Tree Building & Transformations
The tree building methods listed here ensure that the nodes of the tree(s) they build are fully initialized, i.e. they have a unique number, binary representation and a height. Therefore there is no need to run initialize_tree! or update_tree! after running them.
Matrix Representation
MCPhyloTree.leave_incidence_matrix
— Methodfunction leave_incidence_matrix(root::G)::Matrix{Float64} where {G<:AbstractNode}
Calculate the incidence matrix of the tree whos root node is root
For a tree with $m$ leaves and $n$ vertecies this function returns an $m \times n$ matrix $L$, where $L_{ij} = 1$ if vertex $j$ is on the path from leave $i$ to the root of the tree and $0$ otherwise.
Returns leave incidence matrix.
root
: Root node of the tree
MCPhyloTree.to_covariance
— Methodto_covariance(tree::N, blv::Array{T})::Array{T,2} where {N<:AbstractNode,T<: Real}
Calcualte the variance-covariance matrix from tree
. An entry (i,j) of the matrix is defined as the length of the path connecting the latest common ancestor of i and j with the root of the tree.
Returns an Array of Real numbers.
tree
: Node in tree of interest.blv
: branchlength vector of tree.
MCPhyloTree.to_df
— Methodto_df(root::GeneralNode)::Tuple{Array{Float64}, Vector{String}}
This function returns a matrix representation of the tree structure and a vector with the column names. The entry mat[i,j]

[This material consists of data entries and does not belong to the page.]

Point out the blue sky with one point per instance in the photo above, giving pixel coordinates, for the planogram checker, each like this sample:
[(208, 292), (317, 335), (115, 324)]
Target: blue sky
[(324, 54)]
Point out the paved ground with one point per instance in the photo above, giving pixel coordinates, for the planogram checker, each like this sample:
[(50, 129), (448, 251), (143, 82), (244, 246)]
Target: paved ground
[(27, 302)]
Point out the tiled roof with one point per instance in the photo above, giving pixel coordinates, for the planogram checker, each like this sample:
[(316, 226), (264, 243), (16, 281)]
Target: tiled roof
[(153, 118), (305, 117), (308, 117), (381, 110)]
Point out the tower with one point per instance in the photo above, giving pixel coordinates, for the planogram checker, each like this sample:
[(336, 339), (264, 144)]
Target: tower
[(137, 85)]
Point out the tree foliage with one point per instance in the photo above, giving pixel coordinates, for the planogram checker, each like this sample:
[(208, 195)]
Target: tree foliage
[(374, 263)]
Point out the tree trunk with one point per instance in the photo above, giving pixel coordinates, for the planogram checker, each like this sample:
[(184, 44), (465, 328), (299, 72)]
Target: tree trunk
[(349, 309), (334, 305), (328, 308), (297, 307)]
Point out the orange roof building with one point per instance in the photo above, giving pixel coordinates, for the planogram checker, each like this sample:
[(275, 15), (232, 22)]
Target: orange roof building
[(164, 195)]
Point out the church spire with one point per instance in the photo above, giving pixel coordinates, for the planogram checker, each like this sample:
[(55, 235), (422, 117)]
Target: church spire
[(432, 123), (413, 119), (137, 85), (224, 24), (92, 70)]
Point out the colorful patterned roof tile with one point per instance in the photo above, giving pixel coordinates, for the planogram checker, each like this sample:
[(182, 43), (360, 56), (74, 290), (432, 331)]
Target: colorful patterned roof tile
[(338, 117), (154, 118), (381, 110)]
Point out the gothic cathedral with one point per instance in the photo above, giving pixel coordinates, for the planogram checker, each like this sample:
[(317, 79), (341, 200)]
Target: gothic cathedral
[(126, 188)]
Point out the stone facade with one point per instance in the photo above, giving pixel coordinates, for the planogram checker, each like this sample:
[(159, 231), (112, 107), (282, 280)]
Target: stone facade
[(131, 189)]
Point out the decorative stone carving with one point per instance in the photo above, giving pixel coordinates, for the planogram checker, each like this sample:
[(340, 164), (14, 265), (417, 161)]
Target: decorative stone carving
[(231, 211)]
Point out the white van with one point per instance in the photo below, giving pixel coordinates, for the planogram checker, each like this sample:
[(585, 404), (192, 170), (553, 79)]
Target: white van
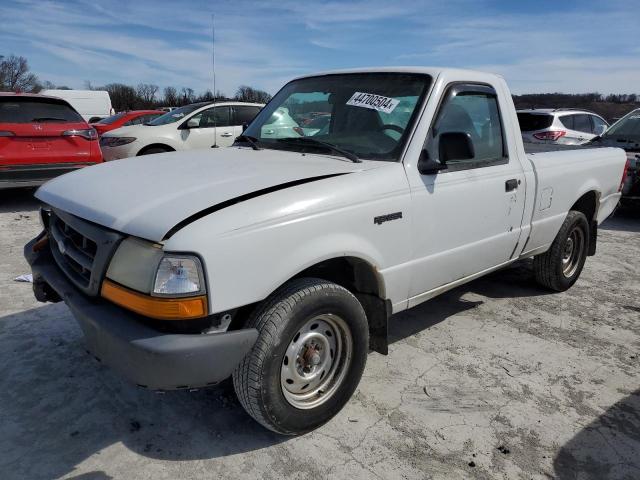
[(91, 104)]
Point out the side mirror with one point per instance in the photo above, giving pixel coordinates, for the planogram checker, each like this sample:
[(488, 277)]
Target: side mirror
[(429, 166), (193, 123), (455, 146)]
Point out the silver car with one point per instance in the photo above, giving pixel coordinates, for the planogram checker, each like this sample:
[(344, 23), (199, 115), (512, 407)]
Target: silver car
[(565, 126)]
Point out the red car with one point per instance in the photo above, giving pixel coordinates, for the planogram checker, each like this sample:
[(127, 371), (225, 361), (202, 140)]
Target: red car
[(40, 138), (124, 119)]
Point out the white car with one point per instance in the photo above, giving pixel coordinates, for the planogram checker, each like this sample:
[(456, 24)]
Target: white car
[(562, 126), (199, 125), (280, 261)]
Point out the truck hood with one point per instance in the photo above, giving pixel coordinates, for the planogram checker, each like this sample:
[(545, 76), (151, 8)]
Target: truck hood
[(149, 196)]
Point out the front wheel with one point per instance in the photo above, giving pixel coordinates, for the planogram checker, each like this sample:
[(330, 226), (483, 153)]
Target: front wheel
[(309, 357), (560, 266)]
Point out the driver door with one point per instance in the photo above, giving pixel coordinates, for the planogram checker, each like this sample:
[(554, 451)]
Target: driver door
[(466, 218)]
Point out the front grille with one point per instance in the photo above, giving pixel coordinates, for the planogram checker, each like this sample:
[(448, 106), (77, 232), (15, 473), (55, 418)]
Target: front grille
[(81, 249)]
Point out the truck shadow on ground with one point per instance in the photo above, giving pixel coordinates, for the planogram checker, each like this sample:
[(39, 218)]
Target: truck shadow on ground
[(623, 220), (606, 448), (60, 407)]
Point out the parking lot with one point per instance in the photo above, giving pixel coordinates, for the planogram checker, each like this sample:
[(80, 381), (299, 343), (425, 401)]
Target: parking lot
[(496, 379)]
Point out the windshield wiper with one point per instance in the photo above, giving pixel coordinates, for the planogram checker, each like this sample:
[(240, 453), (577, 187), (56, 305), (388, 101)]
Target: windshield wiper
[(250, 140), (48, 119), (319, 143)]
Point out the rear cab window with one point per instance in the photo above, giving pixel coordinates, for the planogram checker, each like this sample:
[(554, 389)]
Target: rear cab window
[(16, 109), (530, 122)]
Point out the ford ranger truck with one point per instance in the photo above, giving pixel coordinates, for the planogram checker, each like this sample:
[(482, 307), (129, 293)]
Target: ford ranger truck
[(279, 261)]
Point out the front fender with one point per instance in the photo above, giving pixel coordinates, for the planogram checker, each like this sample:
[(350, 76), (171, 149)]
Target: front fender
[(250, 249)]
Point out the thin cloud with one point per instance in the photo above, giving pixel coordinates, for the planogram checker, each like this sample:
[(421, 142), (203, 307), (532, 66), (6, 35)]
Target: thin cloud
[(577, 46)]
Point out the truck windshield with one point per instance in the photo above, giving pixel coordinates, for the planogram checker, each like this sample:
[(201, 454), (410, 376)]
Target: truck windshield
[(369, 115), (175, 115)]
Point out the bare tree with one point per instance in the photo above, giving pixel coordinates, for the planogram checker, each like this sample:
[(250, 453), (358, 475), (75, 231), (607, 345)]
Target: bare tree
[(250, 94), (186, 95), (170, 96), (15, 75), (147, 93)]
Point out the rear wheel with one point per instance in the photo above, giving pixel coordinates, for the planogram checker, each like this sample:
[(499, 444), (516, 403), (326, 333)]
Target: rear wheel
[(309, 357), (560, 266)]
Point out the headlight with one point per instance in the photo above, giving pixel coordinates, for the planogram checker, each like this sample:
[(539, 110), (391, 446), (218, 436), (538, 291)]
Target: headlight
[(178, 275), (142, 278), (116, 141)]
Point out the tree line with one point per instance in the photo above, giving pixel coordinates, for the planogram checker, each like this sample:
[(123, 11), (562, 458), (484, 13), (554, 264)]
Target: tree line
[(16, 76)]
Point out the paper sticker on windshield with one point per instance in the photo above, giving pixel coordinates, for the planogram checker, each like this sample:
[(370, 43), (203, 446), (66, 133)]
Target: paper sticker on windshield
[(374, 102)]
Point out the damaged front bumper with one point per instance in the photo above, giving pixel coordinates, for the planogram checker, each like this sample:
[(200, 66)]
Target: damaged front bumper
[(120, 338)]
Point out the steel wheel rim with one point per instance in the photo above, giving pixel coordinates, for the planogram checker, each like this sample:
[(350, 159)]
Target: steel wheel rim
[(316, 361), (573, 249)]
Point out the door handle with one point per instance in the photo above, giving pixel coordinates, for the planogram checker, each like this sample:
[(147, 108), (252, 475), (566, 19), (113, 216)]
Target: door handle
[(511, 185)]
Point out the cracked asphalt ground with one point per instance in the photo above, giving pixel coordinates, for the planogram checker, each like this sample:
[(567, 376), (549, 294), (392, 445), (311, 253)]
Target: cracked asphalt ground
[(496, 379)]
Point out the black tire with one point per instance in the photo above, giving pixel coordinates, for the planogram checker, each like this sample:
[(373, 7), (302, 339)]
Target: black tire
[(151, 151), (257, 380), (552, 269)]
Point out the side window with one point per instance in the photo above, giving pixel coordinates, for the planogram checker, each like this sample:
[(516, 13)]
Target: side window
[(242, 115), (582, 123), (599, 125), (472, 110), (568, 122), (134, 121), (214, 117)]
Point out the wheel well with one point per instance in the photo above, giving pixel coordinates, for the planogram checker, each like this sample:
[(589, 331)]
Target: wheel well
[(156, 145), (587, 205), (352, 273), (357, 276)]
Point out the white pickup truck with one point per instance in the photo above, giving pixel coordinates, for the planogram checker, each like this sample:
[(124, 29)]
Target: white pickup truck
[(279, 261)]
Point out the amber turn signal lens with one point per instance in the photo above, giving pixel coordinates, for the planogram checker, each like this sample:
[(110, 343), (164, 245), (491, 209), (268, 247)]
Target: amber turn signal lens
[(154, 307)]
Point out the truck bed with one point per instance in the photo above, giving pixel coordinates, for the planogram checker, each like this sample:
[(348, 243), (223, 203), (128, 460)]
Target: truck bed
[(552, 147)]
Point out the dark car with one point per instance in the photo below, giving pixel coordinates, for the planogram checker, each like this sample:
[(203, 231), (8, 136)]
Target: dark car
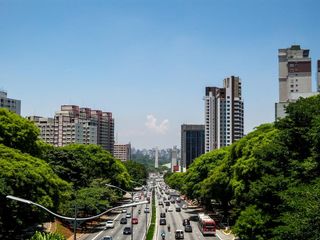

is the length of the edge connecting node i
with node j
. Returns Tuple containing the matrix and a vector of names.
root
: root of tree used to create matrix represenation.
MCPhyloTree.to_distance_matrix
— Methodto_distance_matrix(tree::T)::Array{Float64,2} where T <:AbstractNode
Calculate the distance matrix over the set of leaves.
Returns an Array of Floats.
tree
: root node of tree used to perform caclulcation.
Newick Parsing
MCPhyloTree.ParseNewick
— MethodParseNewick(s::String)::Union{GeneralNode, Array{GeneralNode, 1}}
This function takes a string - either a filename or a newick string - and reads the file / string to return an array of trees (represented as Node objects). The file should solely consist of newick tree representations, separated by line. The function checks for proper newick formatting, and will return an error if the string / file is incorrectly formatted.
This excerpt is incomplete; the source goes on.